There's another one lands on the chimney and gives a call. When this happens the one in the garden becomes more active. Any attempts at flying are fairly poor, nothing more than a flap or two maybe getting a foot or so into the air but both wings seem to spread and as far as I can tell function ok.

I've included a few photos I took as it looks like a bird I would imagine should be able to fly and just thought I'd ask for further advice. I'm in Northern Ireland.
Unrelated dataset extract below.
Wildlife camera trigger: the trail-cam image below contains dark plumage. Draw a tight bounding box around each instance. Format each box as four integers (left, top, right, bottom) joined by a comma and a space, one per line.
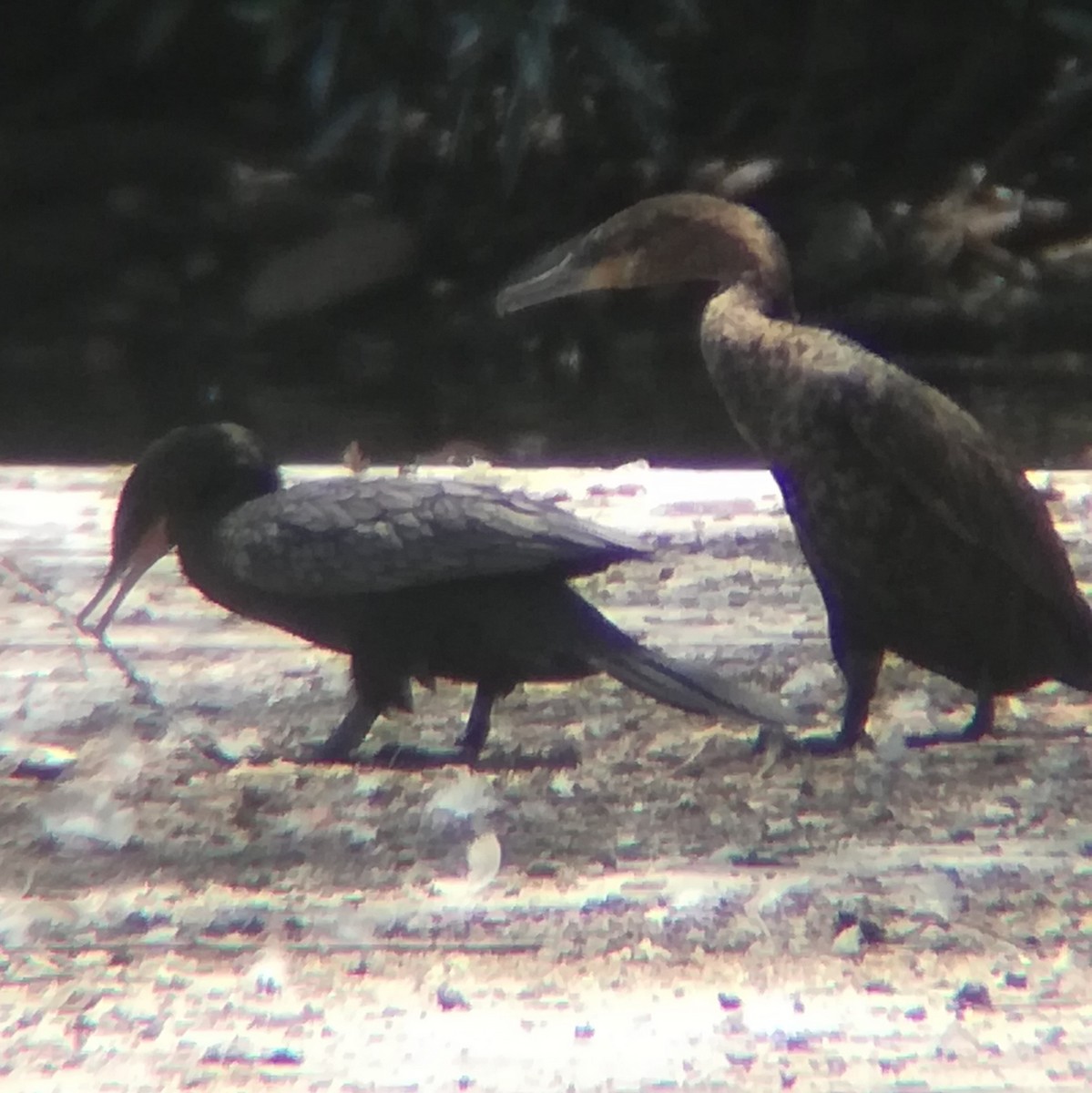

Any advice appreciated as if I thought the bird was injured I'd rather it wasn't left until a cat found it.


----------



## Jay3 (May 4, 2008)

It does look like a fledgling to me, but I don't know doves all that well. They do come out of the nest before they can fly well and it may take him a few days to catch on. I would just keep an eye on him and try to keep him as safe as possible. I know you worry about predators, but this is what they do when fledging. We just have to hope for the best and try to keep them as safe as possible. We can't always interfere with nature. If you don't see an improvement in a couple of days, or if he looks weaker then maybe something is wrong and then he would need help. But for now, he really is better helped by his parents.


----------



## Tach (Jun 26, 2018)

Thanks for the reply Jay. This will be day 4 in the garden so fingers crossed he'll take to the air over the next day or two. It usually heads under a bush in the evening and then has re-emerged by morning again. I'll keep observing from a distance see how it gets on.


----------



## Jay3 (May 4, 2008)

Have you seen the parents feeding him? Where does he eat? By 4 days I would think he would be flying. Are you sure he is always there? Sometimes they leave and come back.


----------



## Tach (Jun 26, 2018)

I haven't seen the parents feeding him and the only thing that makes me think he's eating food is he seems to pick around where I've thrown down bird seed although there's always plenty left in the area. My worry is him getting water as although I've bowls down I never see it near them and we're having a bit of hottish spell at the minute (for Ireland anyway.)
When I came home from work today it was sitting in the sun on the patio. It attempts to fly sometimes although it doesn't get great height but it flew maybe around 7 foot in distance earlier which is as most as I've seen it going. 
I'm certain it hasn't left the garden since arriving on Sunday. I've actually no idea how it got into the garden as we are enclosed by a 6 foot fence although there are trees to one side so unless it was nesting up there.


----------



## Tach (Jun 26, 2018)

Here's a picture of where it was when I came home from work today (middle of pic beside disposable bbq.) When I approached it, it flew about about a foot off the ground towards the back fence. In the evening it goes under the bush in the centre back of the picture. I only seen one other collared dove in the garden this evening and it landed on the bird bath, took a drink and flew off again, it didn't wait around. 










Edit: Well, it's definitely eating bits of seed off the ground and seems to be quite happily wandering about. Still trying to attempt flight and it has certainly improved since it first arrived.


----------



## Jay3 (May 4, 2008)

I have had mourning doves nesting in the yard before, and the 2 babies would be in the garden every day. They didn't fly away when I went in either. Don't think they are very predator wise. This went on for quite a time, and eventually they left. I would laugh and think that it was as if the parents had left them there as a day care each morning, and collect them again at the end of the day. Can you leave a small dish of seed and one of water out for him and see if he takes it?


----------



## Tach (Jun 26, 2018)

When reading through the forums here I came across a link to UK/Ireland Facebook group which helps pigeons/doves. They have advised me to secure it somewhere safe again as they also thought it should be flying by now. I'm hoping today that someone from the group near my location can help out and I can pass it on to them for rehabilitation. I'll let you know how I get on.


----------



## Tach (Jun 26, 2018)

Jay, just to let you know it took flight up onto the fence today so it has found its feathers at last. Wasn't on the fence too long before another one was down beside it (mum I presume.) Hopefully it won't be a stranger and I get to see it from time to time. Thanks for all your previous time and advice, appreciated.


----------



## Jay3 (May 4, 2008)

Oh, I'm so glad! That was good of you to be concerned about him. Sometimes though, we interfere too quickly and it changes the whole course of a little birds life. Some things that seem not right to us, are normal for them. They are much better off to be raised by their parents and have a free life, rather than us catching them and thinking that we are helping. Doves for some reason, at least around here, seem very slow to learn to be wild. I always worry about them getting caught by something. They some out of the nest early, but still have much to learn. Thanks for watching over him. I agree that sometimes it is hard to know if we should do anything or not. I love the outcome. Thanks for letting me know.


----------